- WASH expert laments impending public health crisis
The recent scarcity of premium motor spirit (PMS) in Lagos has seen a community of lepers in Alabarago resort to drinking contaminated well water.
While engaging a visiting team of UNILAG Communications students on Tuesday, one of the community leaders, Mr. Umar Abdullahi, revealed that a community well has been the major source of water for drinking, cooking and other chores since the hike of PMS and its recent scarcity.
Abdullahi disclosed that the menace of drinking contaminated water has lingered for more than six months as the community is unable to purchase petrol to operate its community borehole plant.
His words: “We have a borehole that was provided for us by an NGO but we don’t use it because of the financial cost to operate it.
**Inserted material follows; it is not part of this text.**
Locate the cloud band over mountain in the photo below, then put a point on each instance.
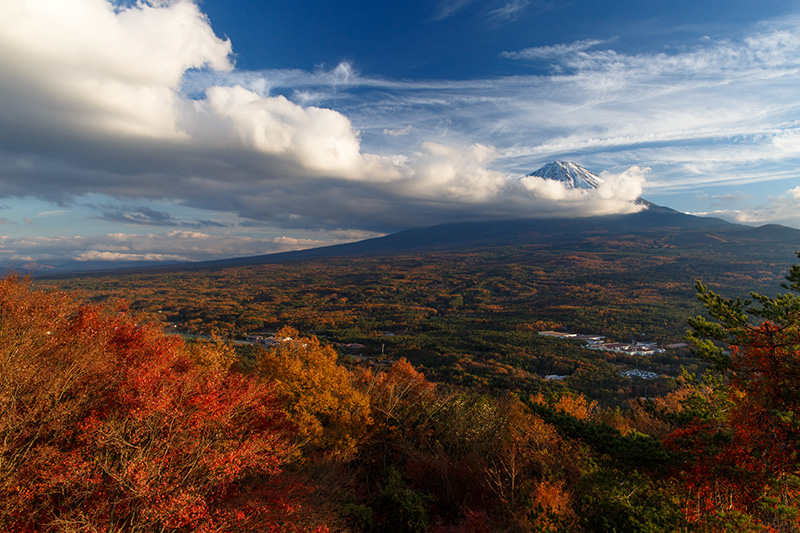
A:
(143, 102)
We still rely on the well to get water as we barely manage to contribute money to use the borehole once or twice a month”
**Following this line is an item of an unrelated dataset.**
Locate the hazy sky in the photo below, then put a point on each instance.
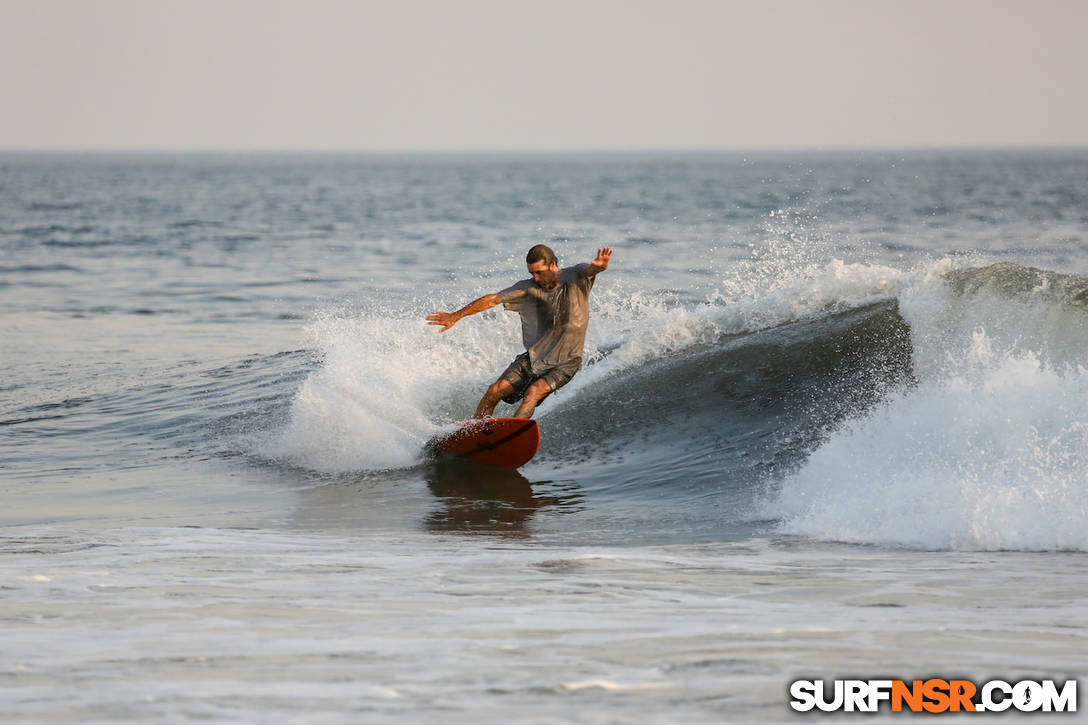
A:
(506, 74)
“Our problems have become worse since this year 2024. We haven’t operated the borehole because of the cost of fuel and now there is scarcity. A lot of people are sick because everyone is drinking contaminated water.”
When quizzed about the community’s ability to survive amid the sanitation and water supply constraints, Abdullahi revealed that alum has been the ultimate purifier for the brownish well-water which serves the residents’ basic needs including; cooking and drinking.
“We use alum to refresh the water before drinking. The red water isn’t perfect but we put alum and wait for some time before drinking the water,” he remarked.
According to WASH experts, most of the pipes that supply water to several parts of Lagos via the Waterworks Corporation are expired and rusted, but the Alabarago WASH problems are immense as it doesn’t even have access to the problematic piped water.
Dr. Hope Orivri, a WASH specialist and Communication for Development expert, describes the Alabarago community as one that requires speedy action from the Lagos State government and the opulent traders at the Alaba International market.
Orivri asserted that a disease outbreak from the neglected lepers town will be a health risk for the busy Alaba international market, the neighbouring Lagos State University (LASU), the populous Ojo/ Alaba region, and by extension the entire Lagos State.
While highlighting the critical interplay between WASH facility provision and behavioural change in achieving public health outcomes, she emphasized the dire need for Lagos State government to salvage the Alabarago community.
According to her, Lagos has very beautiful policy on WASH but the problem is a detachment from action.
Despite the absence of clean water and apparent sanitation chaos, Abdullahi believes that his community’s biggest problems are education (absence of schools), housing and vocation.
Alabarago Lepers community is a small cluster of people with disabilities, primarily leprosy, living on the debris generated from Africa’s largest electronics marketplace, Alaba International market.